Abstract

Introduction: Ultrasound-targeted microbubble cavitation ( UTMC ) facilitates delivery of cell-impermeant drugs across the endothelial barrier, such as the blood brain barrier ( BBB ) . Using cultured endothelial cell ( EC ) monolayers, we reported that UTMC causes sonoporation and inter-endothelial gaps, which may mediate vascular hyperpermeability, although mechanisms are incompletely understood. Further, the effects of UTMC on extravascular cells, and extent of payload penetration are unknown, as the monolayer does not recapitulate the 3D multicellular environment.
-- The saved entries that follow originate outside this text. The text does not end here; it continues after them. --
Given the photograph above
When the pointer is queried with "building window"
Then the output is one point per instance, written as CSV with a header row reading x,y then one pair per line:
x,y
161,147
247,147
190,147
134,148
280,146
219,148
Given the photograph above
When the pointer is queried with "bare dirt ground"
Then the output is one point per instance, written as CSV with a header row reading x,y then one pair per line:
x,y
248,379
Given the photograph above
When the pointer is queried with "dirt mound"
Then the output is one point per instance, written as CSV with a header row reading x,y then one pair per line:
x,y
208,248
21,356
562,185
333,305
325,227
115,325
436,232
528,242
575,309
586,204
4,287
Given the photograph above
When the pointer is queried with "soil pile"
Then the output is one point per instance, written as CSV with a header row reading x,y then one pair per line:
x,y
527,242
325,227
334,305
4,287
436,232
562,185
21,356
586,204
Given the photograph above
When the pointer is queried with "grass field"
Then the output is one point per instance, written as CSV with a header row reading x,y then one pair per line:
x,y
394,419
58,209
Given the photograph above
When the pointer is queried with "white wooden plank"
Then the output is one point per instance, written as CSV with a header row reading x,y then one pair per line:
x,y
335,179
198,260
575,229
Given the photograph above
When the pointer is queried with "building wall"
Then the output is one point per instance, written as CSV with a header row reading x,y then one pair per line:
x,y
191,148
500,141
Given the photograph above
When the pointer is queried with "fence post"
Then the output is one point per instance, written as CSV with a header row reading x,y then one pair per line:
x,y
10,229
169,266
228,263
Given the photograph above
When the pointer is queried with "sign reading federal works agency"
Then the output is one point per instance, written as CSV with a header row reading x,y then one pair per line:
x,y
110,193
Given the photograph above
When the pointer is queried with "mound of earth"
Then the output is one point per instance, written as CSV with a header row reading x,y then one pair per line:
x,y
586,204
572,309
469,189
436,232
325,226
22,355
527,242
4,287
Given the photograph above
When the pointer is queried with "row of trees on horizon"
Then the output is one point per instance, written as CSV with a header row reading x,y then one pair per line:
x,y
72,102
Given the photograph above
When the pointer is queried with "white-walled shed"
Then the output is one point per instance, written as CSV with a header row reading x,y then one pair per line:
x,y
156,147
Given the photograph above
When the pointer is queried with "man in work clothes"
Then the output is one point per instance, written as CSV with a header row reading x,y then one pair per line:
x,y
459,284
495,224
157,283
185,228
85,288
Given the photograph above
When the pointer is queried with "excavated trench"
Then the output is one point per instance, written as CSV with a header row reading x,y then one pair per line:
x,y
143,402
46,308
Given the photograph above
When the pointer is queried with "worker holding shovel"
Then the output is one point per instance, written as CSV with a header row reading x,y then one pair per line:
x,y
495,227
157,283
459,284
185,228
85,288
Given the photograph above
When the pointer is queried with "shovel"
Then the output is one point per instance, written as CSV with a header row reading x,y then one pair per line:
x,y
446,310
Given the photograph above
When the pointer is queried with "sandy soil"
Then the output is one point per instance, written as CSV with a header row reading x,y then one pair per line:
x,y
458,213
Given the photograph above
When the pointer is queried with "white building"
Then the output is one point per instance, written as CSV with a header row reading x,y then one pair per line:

Here, we established a 3D multicellular human brain spheroid model to study UTMC bioeffects and underlying mechanisms. Methods: Spheroids were generated using neurons and astrocytes derived from human iPSCs, primary human brain- microglia, ECs and pericytes, and placed in a water tank with lipid microbubbles ( MBs ). Ultrasound (1 MHz frequency, 250-500 kPa peak negative pressures, 10 μs pulse duration, 10 ms pulse interval) was delivered for 20 s and spheroids were immediately collected. Immunostaining was used to localize cell types; propidium iodide (PI) uptake to mark sonoporation; calcein-AM and sytox to detect cell viability; and Texas red dextran (TRD) (10 kDa) to quantify permeability, using confocal microscopy. Results: Immunostaining showed ECs and pericytes at the spheroid periphery, with high expression of membranous ZO-1. BBB functionality was confirmed with histamine treatment, which increased permeability to TRD (28.8% increase in TRD mean intensity, p =0.0015). Interestingly, PI uptake (sonoporation) occurred in cells beyond the BBB. TRD penetrated up to ~100 μm beyond the BBB upon UTMC (12.2% increase). Inhibition of endothelial nitric oxide synthase with L-NAME reduced UTMC-induced TRD penetration (19% decrease, p =0.0458). Conclusions: In this novel 3D human brain spheroid model with intact BBB, UTMC caused nitric-oxide dependent BBB breach. Moreover, this is the first report of UTMC causing “remote” sonoporation of cells not in direct contact with MBs, which bears further study. Our model allows the study of mechanisms mediating UTMC efficacy for targeted delivery of drugs across the endothelial barrier, which should facilitate its clinical translation.